Why is the International Criminal Court Picking Only on Africa?

Why is the International Criminal Court Picking Only on Africa?

 

Why is the International Criminal Court picking only on Africa?

By David Bosco
Friday, March 29, 1:03 PM

David Bosco is an assistant professor at American University’s School of International Service. His book on the International Criminal Court, “Rough Justice,” will be published this fall. Follow him on Twitter: @multilateralist .

Almost 15 years ago, delegates from more than 100 countries gathered in a crowded conference room in Rome, cheering, chanting and even shedding a few tears.

After weeks of tense negotiations, they had drafted a charter for a permanent court tasked with prosecuting genocide, crimes against humanity and war crimes around the world.

Kofi Annan, then U.N. secretary general, cast the new International Criminal Court in epochal terms: “Until now, when powerful men committed crimes against humanity, they knew that so long as they remained powerful, no earthly court could judge them.”

That earthly court is now rooted. Its glassy headquarters on the outskirts of the Hague houses more than 1,000 lawyers, investigators and staff members from dozens of countries. Judges hail from all regions of the world.

But for an institution with a global mission and an international staff, its focus has been very specific: After more than a decade, all eight investigations the court has opened have been in Africa. All the individuals indicted by the court — more than two dozen — have been African. Annan’s proclamation notwithstanding, some very powerful people in other parts of the world have avoided investigation.
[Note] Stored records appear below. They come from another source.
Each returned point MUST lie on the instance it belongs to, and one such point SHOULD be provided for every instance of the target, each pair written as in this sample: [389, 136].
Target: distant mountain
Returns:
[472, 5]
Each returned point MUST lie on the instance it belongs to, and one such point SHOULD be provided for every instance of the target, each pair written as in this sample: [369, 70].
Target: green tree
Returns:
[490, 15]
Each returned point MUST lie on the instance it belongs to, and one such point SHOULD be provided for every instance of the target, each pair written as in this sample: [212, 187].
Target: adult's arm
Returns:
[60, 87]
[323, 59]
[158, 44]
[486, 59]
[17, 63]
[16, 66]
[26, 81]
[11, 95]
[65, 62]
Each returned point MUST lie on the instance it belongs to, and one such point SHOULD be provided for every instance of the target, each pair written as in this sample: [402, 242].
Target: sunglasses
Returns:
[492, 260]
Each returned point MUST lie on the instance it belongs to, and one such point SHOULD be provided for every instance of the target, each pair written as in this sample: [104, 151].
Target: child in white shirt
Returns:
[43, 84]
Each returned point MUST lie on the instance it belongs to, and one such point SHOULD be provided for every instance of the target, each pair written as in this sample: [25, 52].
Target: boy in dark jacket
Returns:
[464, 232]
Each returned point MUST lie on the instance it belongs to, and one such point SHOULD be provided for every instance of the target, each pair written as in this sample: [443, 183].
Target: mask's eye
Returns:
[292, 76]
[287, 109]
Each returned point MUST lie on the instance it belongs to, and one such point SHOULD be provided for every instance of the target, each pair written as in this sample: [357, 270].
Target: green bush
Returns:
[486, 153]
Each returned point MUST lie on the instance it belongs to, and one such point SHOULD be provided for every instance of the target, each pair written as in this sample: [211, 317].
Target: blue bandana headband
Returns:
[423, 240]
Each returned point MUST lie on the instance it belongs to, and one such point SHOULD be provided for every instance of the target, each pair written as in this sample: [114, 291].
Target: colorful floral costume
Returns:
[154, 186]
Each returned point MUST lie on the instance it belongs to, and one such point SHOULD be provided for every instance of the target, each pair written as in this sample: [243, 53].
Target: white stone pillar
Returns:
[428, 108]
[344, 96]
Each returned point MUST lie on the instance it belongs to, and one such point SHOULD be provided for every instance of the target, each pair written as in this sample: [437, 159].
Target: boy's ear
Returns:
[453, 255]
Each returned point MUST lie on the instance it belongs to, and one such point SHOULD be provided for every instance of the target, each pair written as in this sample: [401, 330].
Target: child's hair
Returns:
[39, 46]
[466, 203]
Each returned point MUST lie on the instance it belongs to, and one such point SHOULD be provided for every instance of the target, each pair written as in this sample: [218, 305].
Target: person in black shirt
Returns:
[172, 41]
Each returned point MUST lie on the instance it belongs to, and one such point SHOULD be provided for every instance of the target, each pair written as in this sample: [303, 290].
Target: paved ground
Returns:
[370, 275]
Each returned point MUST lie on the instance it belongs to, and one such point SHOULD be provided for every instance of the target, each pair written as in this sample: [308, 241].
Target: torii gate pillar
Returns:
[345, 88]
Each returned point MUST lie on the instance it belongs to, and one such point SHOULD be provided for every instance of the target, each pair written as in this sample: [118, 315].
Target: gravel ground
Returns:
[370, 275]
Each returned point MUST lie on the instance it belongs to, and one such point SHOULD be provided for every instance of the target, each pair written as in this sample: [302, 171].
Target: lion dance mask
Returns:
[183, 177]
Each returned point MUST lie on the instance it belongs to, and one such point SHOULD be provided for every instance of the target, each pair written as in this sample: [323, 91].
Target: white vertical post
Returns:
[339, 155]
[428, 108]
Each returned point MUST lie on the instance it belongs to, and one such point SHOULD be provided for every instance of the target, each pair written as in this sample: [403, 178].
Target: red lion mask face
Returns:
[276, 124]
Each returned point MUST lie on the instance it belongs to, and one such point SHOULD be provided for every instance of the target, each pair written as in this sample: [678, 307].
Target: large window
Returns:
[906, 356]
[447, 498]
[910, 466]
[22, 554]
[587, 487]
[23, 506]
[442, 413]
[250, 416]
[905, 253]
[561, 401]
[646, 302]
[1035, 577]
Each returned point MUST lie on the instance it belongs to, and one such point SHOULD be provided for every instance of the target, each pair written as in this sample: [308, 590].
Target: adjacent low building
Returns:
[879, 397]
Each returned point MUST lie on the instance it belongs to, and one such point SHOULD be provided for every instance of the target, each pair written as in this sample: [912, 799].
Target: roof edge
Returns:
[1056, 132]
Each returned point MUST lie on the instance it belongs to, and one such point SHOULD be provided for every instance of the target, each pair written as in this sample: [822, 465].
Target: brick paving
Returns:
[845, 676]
The court began its work in Uganda and Congo, where it focused mostly on crimes by militia groups (one key militia leader accused of crimes in Congo surrendered to the court this month). In 2005 came a major investigation into allegations of genocide and ethnic cleansing in the Darfur region of Sudan. Then the court launched inquiries in the Central African Republic and Kenya. And in 2011, the prosecutor opened an investigation of violence in Ivory Coast.Around the same time, the ICC jumped into the Libya imbroglio, ultimately indicting Moammar Gaddafi, his son and the regime’s intelligence chief. Most recently, the court announced its intention to scrutinize atrocities in Mali.

African leaders have taken note of the ICC’s intense interest in their continent. The backlash swelled after the court indicted Sudanese President Omar Hassan al-Bashir in 2009. Many African officials argued that the court’s intervention would torpedo chances for a negotiated solution to that country’s conflicts. Several African governments pushed the court to reconsider.

The African Union, which represents more than 50 nations, even instructed its members that they had no legal obligation to arrest Bashir. Malawi’s president complained that “subject[ing] a sovereign head of state to a warrant of arrest is undermining African solidarity and African peace and security.”

To this day, the A.U. has refused to allow the ICC to establish a liaison office at its headquarters. There are even plans for an African criminal court that might displace the ICC.

Former A.U. chairman Jean Ping has suggested to journalists that the court is a neocolonial plaything and that “Africa has been a place to experiment with their ideas.”

At an African summit meeting in 2009, he accused the ICC of ignoring crimes in other parts of the world: “Why Africa only? Why were these laws not applied on Israel, Sri Lanka and Chechnya and its application is confined to Africa?”